While swimming is not necessary, Landseers are happiest when provided with the opportunity to swim. When presented with water, their enthusiasm will generally be difficult to contain.

Grooming

The grooming needs of the Landseer are extensive and should be carefully considered prior to obtaining the breed. Since they have a double coat, these dogs need to be brushed at least once a week, and generally more often to keep the oils distributed and the coat from matting. Bathing is not usually necessary unless they are dirty, as this will strip the coat of healthy oils. Shedding occurs twice a year, and extra brushing will be required during those times.

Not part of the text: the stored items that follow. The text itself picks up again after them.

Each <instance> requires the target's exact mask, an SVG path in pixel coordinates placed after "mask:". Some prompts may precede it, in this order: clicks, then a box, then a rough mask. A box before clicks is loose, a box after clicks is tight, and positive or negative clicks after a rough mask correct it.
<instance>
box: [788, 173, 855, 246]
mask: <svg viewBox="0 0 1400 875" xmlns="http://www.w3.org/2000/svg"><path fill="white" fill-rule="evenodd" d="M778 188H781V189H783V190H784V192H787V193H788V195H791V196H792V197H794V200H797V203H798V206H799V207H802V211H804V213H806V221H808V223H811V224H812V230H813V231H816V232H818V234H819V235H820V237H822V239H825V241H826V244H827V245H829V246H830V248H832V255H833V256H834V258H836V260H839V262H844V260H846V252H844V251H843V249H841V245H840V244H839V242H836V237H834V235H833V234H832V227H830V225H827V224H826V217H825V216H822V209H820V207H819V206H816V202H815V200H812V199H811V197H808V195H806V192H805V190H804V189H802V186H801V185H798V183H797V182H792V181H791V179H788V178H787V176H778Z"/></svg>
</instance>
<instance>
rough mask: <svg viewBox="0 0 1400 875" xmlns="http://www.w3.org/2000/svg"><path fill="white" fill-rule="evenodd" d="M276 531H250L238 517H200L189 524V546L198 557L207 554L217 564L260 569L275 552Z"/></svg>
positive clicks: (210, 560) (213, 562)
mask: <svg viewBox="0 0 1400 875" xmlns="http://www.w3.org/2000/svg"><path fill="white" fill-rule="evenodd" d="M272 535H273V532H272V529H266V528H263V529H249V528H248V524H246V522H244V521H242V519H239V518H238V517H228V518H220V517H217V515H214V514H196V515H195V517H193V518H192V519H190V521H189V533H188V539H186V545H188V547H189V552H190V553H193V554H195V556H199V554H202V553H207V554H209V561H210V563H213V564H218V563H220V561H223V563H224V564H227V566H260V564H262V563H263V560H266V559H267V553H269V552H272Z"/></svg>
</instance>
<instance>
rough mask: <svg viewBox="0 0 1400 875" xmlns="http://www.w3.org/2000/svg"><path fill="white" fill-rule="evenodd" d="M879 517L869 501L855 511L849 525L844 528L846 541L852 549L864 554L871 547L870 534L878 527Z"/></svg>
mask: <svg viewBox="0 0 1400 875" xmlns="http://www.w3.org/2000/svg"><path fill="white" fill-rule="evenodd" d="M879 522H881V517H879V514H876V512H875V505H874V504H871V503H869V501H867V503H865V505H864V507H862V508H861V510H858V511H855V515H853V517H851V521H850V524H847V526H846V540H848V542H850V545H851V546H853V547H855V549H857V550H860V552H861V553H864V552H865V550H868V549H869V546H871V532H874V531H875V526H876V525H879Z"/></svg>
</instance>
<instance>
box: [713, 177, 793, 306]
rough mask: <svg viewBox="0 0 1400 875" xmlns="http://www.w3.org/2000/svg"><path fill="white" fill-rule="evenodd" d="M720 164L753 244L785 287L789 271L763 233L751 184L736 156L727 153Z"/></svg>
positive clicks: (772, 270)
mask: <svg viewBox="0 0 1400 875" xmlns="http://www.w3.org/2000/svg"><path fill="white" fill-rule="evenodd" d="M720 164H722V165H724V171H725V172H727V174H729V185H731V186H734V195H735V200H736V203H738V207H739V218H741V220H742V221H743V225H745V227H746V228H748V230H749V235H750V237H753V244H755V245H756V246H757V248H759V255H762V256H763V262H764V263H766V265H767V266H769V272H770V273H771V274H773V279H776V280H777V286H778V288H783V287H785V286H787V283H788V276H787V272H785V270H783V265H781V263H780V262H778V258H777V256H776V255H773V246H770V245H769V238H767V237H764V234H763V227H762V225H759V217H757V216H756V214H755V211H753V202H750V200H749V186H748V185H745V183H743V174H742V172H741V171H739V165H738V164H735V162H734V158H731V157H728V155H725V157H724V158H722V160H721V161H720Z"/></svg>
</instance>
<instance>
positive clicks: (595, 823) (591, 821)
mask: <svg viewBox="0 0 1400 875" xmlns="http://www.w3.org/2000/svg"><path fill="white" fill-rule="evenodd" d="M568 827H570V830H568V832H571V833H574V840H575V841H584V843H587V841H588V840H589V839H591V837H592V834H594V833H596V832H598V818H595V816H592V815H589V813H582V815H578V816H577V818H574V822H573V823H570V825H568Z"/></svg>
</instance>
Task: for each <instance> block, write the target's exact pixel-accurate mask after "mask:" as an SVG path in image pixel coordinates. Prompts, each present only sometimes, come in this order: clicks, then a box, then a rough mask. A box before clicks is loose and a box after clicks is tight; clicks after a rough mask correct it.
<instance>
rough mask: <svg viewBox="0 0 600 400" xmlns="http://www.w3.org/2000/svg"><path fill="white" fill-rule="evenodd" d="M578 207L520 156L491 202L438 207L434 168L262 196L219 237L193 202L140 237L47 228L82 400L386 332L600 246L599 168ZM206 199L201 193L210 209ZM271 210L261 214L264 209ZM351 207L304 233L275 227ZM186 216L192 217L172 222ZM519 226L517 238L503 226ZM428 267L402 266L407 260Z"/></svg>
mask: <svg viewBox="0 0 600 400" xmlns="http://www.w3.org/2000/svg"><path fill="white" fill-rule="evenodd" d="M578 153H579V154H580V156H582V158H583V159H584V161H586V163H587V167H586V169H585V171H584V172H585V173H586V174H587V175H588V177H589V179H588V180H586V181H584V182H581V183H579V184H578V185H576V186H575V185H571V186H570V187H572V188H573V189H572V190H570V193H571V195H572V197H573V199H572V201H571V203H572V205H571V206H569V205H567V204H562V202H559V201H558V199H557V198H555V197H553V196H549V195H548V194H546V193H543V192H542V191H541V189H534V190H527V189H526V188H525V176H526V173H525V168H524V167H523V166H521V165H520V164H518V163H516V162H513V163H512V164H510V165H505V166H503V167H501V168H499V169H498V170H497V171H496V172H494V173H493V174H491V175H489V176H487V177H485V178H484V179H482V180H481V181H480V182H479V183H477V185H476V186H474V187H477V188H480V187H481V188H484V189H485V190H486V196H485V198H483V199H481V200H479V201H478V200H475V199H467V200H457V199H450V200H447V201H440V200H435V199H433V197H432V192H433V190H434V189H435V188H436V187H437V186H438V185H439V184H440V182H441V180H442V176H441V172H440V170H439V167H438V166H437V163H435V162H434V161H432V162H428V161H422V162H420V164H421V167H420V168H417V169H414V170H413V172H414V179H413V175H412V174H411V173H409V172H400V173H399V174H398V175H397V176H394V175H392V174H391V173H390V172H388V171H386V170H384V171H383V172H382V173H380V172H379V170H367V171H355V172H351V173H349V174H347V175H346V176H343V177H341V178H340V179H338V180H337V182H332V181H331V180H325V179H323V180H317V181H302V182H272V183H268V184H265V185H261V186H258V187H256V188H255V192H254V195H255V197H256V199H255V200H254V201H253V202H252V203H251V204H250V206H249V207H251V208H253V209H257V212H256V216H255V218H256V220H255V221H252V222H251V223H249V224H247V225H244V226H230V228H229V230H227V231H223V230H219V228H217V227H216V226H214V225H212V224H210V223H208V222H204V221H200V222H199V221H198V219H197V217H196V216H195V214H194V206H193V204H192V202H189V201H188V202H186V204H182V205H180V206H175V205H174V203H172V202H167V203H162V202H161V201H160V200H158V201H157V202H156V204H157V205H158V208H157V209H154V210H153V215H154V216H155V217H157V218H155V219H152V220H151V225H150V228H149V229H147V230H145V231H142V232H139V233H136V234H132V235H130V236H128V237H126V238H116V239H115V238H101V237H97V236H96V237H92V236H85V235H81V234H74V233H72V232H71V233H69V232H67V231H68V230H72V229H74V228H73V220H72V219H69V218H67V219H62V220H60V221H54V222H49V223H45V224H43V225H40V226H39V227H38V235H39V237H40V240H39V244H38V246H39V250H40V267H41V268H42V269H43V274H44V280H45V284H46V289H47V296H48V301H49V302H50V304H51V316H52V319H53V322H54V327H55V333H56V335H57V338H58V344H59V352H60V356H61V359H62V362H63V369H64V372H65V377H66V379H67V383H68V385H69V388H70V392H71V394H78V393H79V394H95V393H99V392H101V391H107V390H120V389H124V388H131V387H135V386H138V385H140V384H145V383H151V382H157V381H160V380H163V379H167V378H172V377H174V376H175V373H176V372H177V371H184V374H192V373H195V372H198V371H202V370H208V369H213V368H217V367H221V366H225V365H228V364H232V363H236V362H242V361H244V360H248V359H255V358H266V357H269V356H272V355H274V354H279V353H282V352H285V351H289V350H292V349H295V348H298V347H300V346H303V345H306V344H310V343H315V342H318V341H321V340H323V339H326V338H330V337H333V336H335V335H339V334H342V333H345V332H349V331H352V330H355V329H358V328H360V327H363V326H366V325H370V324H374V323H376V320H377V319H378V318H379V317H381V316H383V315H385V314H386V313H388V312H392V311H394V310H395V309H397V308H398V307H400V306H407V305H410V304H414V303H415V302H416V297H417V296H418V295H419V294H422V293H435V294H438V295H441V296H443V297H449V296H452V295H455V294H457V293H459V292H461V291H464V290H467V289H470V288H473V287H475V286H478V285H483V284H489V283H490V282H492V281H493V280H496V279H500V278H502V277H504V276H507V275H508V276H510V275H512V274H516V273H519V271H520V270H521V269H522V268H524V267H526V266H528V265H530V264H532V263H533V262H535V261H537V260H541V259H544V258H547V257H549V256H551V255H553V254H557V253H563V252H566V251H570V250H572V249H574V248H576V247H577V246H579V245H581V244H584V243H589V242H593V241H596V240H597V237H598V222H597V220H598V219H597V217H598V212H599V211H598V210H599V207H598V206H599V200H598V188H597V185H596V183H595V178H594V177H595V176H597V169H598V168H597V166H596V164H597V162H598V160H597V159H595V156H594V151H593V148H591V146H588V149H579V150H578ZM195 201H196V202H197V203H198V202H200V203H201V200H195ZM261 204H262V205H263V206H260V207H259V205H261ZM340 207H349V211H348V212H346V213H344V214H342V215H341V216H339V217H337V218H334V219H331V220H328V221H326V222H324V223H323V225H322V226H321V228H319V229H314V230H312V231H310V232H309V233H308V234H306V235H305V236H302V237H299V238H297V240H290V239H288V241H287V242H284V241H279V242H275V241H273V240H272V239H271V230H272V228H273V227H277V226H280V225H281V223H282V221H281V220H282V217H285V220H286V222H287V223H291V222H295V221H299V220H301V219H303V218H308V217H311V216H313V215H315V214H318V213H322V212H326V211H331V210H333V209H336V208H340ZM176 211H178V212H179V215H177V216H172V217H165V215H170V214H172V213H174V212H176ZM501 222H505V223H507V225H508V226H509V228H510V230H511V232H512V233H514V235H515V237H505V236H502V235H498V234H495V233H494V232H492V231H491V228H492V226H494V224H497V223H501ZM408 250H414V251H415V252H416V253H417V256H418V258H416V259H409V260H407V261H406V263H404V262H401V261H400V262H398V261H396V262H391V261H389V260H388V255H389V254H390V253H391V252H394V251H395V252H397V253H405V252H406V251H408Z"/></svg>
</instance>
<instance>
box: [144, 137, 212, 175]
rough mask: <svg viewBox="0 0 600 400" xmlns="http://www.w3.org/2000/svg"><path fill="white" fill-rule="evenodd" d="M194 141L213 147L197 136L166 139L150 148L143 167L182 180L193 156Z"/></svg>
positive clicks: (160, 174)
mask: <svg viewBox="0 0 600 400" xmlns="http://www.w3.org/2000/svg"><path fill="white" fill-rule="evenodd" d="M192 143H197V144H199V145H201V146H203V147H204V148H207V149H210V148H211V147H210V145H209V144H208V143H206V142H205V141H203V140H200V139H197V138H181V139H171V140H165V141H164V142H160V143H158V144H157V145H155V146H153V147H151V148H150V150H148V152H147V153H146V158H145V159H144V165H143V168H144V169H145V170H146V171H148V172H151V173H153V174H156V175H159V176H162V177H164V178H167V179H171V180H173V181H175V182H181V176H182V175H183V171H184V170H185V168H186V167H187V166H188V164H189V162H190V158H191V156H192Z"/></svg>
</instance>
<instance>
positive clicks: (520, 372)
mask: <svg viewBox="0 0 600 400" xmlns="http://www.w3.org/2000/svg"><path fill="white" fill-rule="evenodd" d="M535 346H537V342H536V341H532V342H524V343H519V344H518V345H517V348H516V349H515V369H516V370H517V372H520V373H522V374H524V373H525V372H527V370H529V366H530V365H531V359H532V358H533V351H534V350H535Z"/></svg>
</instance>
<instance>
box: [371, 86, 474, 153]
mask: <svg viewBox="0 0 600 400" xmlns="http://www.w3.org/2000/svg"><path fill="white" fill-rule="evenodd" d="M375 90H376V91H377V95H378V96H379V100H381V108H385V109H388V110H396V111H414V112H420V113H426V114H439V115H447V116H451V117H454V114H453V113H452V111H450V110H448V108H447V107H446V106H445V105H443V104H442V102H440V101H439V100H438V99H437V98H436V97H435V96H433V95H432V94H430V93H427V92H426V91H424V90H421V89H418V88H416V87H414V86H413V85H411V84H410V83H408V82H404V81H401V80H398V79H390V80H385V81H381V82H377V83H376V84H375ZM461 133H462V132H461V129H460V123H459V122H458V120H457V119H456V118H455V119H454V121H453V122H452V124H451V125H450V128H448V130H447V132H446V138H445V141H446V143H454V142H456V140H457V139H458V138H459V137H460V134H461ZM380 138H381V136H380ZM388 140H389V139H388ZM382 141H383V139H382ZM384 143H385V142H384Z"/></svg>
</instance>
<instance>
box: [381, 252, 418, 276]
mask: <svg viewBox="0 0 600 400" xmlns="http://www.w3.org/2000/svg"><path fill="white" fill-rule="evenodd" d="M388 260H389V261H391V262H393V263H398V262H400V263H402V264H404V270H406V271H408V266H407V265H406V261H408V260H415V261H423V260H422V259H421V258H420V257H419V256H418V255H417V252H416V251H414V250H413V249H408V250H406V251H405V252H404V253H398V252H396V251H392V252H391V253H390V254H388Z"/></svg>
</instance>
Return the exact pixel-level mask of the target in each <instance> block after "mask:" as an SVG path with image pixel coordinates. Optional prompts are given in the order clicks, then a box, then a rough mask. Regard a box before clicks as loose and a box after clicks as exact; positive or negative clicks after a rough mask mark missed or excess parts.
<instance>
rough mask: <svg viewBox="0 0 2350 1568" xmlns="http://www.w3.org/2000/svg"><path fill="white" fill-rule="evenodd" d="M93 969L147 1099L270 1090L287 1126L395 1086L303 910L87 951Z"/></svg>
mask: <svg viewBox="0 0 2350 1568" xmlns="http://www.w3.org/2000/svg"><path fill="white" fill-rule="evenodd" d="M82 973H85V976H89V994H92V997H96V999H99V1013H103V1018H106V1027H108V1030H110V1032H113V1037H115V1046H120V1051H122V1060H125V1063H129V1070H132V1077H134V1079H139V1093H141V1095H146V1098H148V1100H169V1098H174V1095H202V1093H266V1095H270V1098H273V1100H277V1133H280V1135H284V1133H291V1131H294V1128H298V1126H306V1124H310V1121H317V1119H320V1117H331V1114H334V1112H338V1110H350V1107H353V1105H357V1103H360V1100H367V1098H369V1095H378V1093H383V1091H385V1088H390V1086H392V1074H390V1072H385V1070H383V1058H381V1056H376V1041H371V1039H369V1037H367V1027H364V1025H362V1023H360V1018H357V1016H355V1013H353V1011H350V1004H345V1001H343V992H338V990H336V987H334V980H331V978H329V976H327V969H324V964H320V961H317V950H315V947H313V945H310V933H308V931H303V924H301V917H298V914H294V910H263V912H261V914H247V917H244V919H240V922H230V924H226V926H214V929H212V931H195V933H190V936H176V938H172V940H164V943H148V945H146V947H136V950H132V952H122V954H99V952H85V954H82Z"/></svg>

The nails are large and thick, and regular nail trimmers may not be strong enough. Regular grinding (at least monthly) can help keep the nails short.

Famous Landseers

While Landseers are not recognised as a breed by all kennel clubs, there are a few famous examples of these magnificent creatures in show business and popular culture.

  • Roxie from the film, A Dog’s Purpose
  • Nana from the original script for Peter Pan who was tasked with babysitting the kids
  • Pilot, Mr. Rochester’s dog from the novel, Jane Eyre

Cross-Breeds

Cross-breeding of the more common Newfoundland dogs is beginning to occur (with poodles, retrievers, and Bernese Mountain dogs), but there are no common cross-breeds with Landseers at this time.